Provo però a trarre alcune considerazioni da tutto questo.

Gioia come motore dell’evoluzione personale
La gioia è un modo di stare nel mondo: aperti, curiosi, capaci di meraviglia.
Quando è esperienza autentica, diventa la condizione interiore che rende possibile ogni apprendimento, perché il cervello — come ci ricordano le neuroscienze — impara davvero solo quando è in uno stato emotivo positivo.
Dove c’è paura o giudizio, ci si difende; dove c’è fiducia e piacere, si esplora.
Nel coaching questa dimensione è essenziale.
Le persone non cambiano perché qualcuno le convince, ma perché ritrovano dentro di sé un senso di possibilità.
E quel senso nasce dalla gioia: la gioia di comprendere, di sperimentare, di riuscire, di riconoscersi capaci di evolvere.
Ogni volta che una persona scopre di poter imparare qualcosa di nuovo su di sé, accede a uno spazio di libertà che apre le porte alla gioia.
La gioia non è solo emozione o una competenza, è una forza evolutiva.
Si allena scegliendo di non ridurre la vita a un elenco di problemi da risolvere, ma a un campo di esperienze da vivere consapevolmente.
Si allena imparando a vedere nell’errore un’occasione, nel limite una soglia, nella difficoltà un terreno fertile per crescere.
È l’antidoto alla rassegnazione e all’automatismo, le due forze che più minano l’evoluzione personale.

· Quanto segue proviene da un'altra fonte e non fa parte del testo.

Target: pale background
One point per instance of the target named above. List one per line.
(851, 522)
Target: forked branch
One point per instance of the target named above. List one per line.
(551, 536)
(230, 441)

Gioia e performance professionale
Anche nel lavoro la gioia è una leva strategica.
Le aziende che la comprendono sanno che non si tratta solo di “felicità aziendale” o di eventi motivazionali, ma di creare contesti dove le persone possano provare soddisfazione per ciò che fanno, sentirsi parte di un progetto e percepire senso. Creare le condizioni perché chi lavora possa avere accesso alla gioia di vivere, di essere vivo, nasce da questo allineamento profondo tra sé, il ruolo e la direzione comune.
Un leader, un manager, un professionista che vive la gioia nel proprio lavoro non è ingenuo né idealista: è lucido.
Sa che la motivazione non si può delegare e che la qualità dei risultati dipende dal grado di vitalità che porta nelle proprie azioni quotidiane.
Dove c’è gioia, c’è presenza. Dove c’è presenza, c’è efficacia.

Gioia come scelta consapevole
Coltivare la gioia di vivere significa allenare la capacità di restare nel flusso dell’esperienza, di accorgersi di ciò che funziona e di nutrire gratitudine per ciò che si è, anche mentre si tende verso ciò che si desidera diventare.
È una postura esistenziale che unisce leggerezza e profondità, concretezza e visione.
Nella mia esperienza di coaching, ogni percorso autentico di crescita — personale o professionale — si radica in questo: nella possibilità di tornare a sentire la vita come un movimento pieno, che vale la pena abitare.
Perché la gioia non è un punto d’arrivo. È la condizione che rende il viaggio possibile.